Tim James: On American investment in the South African wine industry
By Christian Eedes, 26 January 2015
The release of the excellent new Capensis Chardonnay, and concomitant talk about the purchase of a Stellenbosch wine farm by the US company Jackson Family Wines, prompted thoughts of the extent of the American investment in Cape wine since 1994. The influx of star-spangled dollars – and star-spangled wine-people – has been greater than is readily realised and, though I’m probably not remembering them all, I suspect that US investment has been greater than any other country’s.
The first American purchase (I think) – in that auspicious year of 1994 – was Dr Lance Nash’s rather precipitate long-distance acquisition of a farm he knew little about, on the back of Paarl mountain, not long after his first visit to South Africa. Fortunately, daughter Mary-Lou dropped by just in time to cope with the 1995 harvest. Happily, she stayed, initially undergoing a major culture shock in dealing with Windmeul Co-op (not only a foreign language, but no women allowed at the harvest party!), then founding an own-label, Black Pearl, with a first bottling, out of a very rudimentary cellar, in 2001. A steep learning curve it was for someone who knew “absolutely nothing” about winemaking or grape-farming, achieved through unstinting determination.

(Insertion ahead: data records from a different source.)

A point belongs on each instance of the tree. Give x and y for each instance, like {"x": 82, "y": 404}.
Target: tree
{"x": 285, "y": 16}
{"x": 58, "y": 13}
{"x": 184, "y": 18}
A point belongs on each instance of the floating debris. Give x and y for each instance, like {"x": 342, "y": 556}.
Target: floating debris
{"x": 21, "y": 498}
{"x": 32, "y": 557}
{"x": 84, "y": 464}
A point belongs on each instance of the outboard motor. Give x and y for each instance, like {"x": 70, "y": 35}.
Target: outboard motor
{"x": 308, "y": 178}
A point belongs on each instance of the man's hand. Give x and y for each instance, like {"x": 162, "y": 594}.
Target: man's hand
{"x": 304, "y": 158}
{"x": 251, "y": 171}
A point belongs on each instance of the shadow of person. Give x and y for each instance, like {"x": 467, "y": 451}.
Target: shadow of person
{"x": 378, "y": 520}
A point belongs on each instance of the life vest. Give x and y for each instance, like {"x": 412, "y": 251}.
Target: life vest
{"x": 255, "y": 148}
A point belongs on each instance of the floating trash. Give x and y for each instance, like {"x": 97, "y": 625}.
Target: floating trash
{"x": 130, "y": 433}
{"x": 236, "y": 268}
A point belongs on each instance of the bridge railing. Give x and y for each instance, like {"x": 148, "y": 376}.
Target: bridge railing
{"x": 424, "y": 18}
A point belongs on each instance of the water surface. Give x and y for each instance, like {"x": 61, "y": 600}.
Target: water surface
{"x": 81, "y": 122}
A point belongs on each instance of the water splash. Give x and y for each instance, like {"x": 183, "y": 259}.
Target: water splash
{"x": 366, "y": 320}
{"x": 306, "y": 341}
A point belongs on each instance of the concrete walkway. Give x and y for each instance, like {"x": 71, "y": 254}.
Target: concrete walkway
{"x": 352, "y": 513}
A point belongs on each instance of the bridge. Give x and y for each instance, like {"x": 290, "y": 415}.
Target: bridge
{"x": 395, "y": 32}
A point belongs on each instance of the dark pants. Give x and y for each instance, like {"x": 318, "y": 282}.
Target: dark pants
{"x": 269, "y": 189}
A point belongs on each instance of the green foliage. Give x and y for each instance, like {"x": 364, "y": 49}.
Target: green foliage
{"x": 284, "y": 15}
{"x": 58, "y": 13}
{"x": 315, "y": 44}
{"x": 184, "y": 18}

I reckon these dates make Mary-Lou the Cape’s first US-national winemaker (and viticulturist), but the remarkable thing is that she was far from being the last. Another American investment (a joint venture with Mike Ratcliffe of Warwick) brought the illustrious Zelma Long, with viticulturist husband Phil Freese. Also to Paarl, in fact, where they bought a farm and established Vilafonté, the wines being made in Stellenbosch. In many ways this was the opposite sort of arrival from Mary-Lou Nash’s: carefully considered, well-funded, and with brilliant expertise behind it. But the same sort of determination that, if we consider a few more arrivals, we can see as something clearly not uncommon in American women.
Consider Californian Samantha O’Keefe, who’s shown an almost frightening degree of strength and will in making a success of Lismore Estate, her isolated and astonishingly beautiful property near inland Greyton. She gave up an executive career in the television industry and in 2003 decamped to this point on the opposite side of the Earth. In South Africa, as she once pointed out to me, she has become “wife, mother, owner of a farm, divorcée…”. “And this, Lismore, is my home. Here I have created something. I make my wine, from my vines that I planted and established.”
Another American woman who has invested much financially and emotionally is Ginny Povall, who came here first in 2005 and responded immediately to the “feel” of the place. After some exploratory visits, she resigned her high-flyer New York job in 2007, and made the commitment. In the Devon Valley she bought a flower farm, now also with five hectares of vines, but most of the grapes for her Mary Delaney Collection wines are bought in – most famously, chenin blanc from the Skurfberg area near Citrusdal for Botanica. Again, Ginny has been proving the feisty bravery of American women in facing many challenges in a new country.
Add in Andrea Mullineux to complete a splendid array of American women give much to Cape wine and its culture.
The financial side of US investment in the local wine industry saw the significant purchase of Haskell Vineyards by Preston Haskell in 2002. I’m not sure whether the acquisition of Glen Carlou by the Hess Collection counts as American or Swiss. More recently, and even more feted, was the entry of Charles Banks and his Terroir Capital, with the purchase of Mulderbosch in Stellenbosch and Fable (formerly Tulbagh Mountain Vineyards) in Tulbagh.
Indeed, the Americans are here, and all making a signal and welcome contribution to Cape wine. It doesn’t even feel at all like an imperialist takeover…
- Tim James is founder of Grape.co.za and contributes to various local and international wine publications. He is a taster (and associate editor) for Platter’s. His book Wines of South Africa – Tradition and Revolution appeared in 2013.